Os Estados Unidos, o Reino e o Canadá lançaram um programa chamado Operação Atlântico, que visa especificamente ataques de phishing de aprovação.
A colaboração começa em um bastante complexo entre esses aliados tradicionais. Atualmente, no Oriente Médio, as trocas militares e o fechamento do Estreito de Ormuz têm exercido uma pressão significativa sobre as relações internacionais.
Disputas comerciais sobre transporte marítimo e seguros também criaram atritos entre os EUA, o Reino Unido e o Canadá. No entanto, nenhuma dessas tensões parece ter afetado a disposição desses países em unir recursos para combater a ameaça de crimes financeiros em nível global.
As vítimas de golpes de phishing de aprovação geralmente são alvos de criminosos de criptomoedas que buscam ganhar sua confiança, facilitando o golpe para que elas entreguem o controle de suas carteiras digitais.

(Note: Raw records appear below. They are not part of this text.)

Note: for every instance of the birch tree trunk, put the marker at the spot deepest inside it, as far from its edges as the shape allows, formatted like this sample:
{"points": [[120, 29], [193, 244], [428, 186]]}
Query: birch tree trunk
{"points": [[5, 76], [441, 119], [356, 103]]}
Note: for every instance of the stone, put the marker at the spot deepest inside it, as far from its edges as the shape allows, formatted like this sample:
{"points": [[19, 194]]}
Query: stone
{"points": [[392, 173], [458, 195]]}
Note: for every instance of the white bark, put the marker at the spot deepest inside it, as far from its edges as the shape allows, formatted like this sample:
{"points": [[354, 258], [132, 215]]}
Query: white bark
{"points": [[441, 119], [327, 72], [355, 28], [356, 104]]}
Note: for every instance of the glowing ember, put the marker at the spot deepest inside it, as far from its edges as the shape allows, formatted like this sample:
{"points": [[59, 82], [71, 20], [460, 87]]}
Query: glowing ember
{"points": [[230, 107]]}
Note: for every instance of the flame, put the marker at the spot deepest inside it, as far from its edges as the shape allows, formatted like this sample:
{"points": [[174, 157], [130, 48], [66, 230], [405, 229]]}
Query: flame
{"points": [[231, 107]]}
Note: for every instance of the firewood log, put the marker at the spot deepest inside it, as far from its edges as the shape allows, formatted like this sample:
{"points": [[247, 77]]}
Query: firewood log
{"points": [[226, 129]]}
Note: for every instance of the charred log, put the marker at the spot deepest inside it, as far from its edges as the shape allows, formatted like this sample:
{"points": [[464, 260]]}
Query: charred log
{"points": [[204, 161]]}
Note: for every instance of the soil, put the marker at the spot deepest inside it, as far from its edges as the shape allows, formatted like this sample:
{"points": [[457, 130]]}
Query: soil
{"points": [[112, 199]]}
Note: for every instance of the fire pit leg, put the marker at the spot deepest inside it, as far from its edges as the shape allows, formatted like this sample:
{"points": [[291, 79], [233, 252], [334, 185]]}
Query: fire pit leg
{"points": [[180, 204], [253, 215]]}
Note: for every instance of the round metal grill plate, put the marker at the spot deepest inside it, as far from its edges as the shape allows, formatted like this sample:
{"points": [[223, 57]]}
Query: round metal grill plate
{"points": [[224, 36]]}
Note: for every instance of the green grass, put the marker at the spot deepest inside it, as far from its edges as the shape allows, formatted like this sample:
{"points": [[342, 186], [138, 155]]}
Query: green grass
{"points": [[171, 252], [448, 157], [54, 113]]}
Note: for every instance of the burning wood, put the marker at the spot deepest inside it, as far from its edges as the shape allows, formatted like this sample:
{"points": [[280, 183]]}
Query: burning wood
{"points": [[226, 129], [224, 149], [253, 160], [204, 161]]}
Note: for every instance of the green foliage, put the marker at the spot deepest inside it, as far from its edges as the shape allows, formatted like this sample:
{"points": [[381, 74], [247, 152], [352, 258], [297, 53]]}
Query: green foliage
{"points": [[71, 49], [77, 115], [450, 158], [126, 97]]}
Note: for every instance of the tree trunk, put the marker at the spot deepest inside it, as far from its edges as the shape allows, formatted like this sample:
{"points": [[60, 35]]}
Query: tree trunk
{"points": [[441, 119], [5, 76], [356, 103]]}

O Serviço Secreto dos Estados Unidos (USSS), a Agência Nacional de Combate ao Crime do Reino Unido (NCA), a Polícia Provincial de Ontário (OPP) do Canadá e a Comissão de Valores Mobiliários de Ontário (OSC) formaram a aliança Operação Atlântico, que tem como alvo golpistas que utilizam o phishing para obter aprovações.
Diferentemente do phishing tradicional, que tenta roubar uma senha, o phishing de aprovação engana a vítima para que ela assine uma "permissão" no blockchain, o que concede ao criminoso controle total sobre os fundos na carteira de criptomoedas da pessoa.
Nesses casos, o golpista passa semanas ou até meses construindo um relacionamento com a vítima, fingindo ser desde um interesse romântico até um mentor de investimentos bem-sucedido. As autoridades chamam esse processo de "manipulação de identidade". Uma vez conquistada a confiança, o criminoso incentiva a vítima a usar um aplicativo ou plataforma específica para investir em criptomoedas.
A vítima pode ver uma janela pop-up ou notificação que parece ser de um serviço , solicitando que ela aprove ou verifique sua conta. Se a vítima clicar em "aprovar", ela concede ao criminoso o direito de movimentar qualquer quantia de dinheiro de sua carteira a qualquer momento e, como as transações em blockchain são permanentes e irreversíveis, uma vez que o dinheiro é movimentado, é quase impossível recuperá-lo.
O Centro de Reclamações sobre Crimes na Internet (IC3) do FBI mostra que golpes de investimento envolvendo criptomoedas causaram prejuízos mais de US$ 6,5 estimativas apontam , até 2025, o total de perdas com crimes envolvendo criptomoedas atingirá o recorde de US$ 17 bilhões. Os idosos são frequentemente os principais alvos, sendo que pessoas com mais de 60 anos relatam as maiores perdas financeiras.
Criminosos de criptomoedas frequentemente residem em um país, utilizam servidores em outro e visam vítimas em um terceiro, numa tentativa de encobrir seus trac , tornando impossível para uma única nação detê-los sozinha.
Antes da Operação Atlantic , houve o Projeto Atlas, uma operação de 2024 liderada pela Polícia Provincial de Ontário. O Projeto Atlas provou que os EUA e o Canadá podem pôr fim a operações internacionais quando compartilham informações e ferramentas digitais.
As agências envolvidas na Operação Atlântico estão utilizando ferramentas avançadas para monitorar redes de golpes em tempo real.
dent os sites e domínios maliciosos , os investigadores podem alertar as potenciais vítimas e ajudá -las a proteger os seus ativos com a ajuda de parceiros do setor privado, como empresas de tecnologia e corretoras de criptomoedas.
Outros grupos participantes incluem a Polícia Montada Real Canadense (RCMP), a Polícia da Cidade de Londres, o Gabinete do Procurador dos EUA para o Distrito de Columbia e a Autoridade de Conduta Financeira do Reino Unido (FCA).
A Operação Atlantic segue o modelo do programa Operação Level Up do FBI, durante o qual agentes contataram mais de 8.000 vítimas de fraudes com criptomoedas para informá de que estavam sendo enganadas. Surpreendentemente, quase 77% dessas vítimas não faziam ideia de que estavam em perigo até serem contatadas .
Autoridades policiais têm enfatizado que a educação pública é tão importante quanto o trabalho policial. A Comissão de Valores Mobiliários de Ontário (OSC) e a Autoridade de Conduta Financeira do Reino Unido (FCA) estão lançando campanhas de conscientização para ensinar os investidores a identificar sinais de alerta.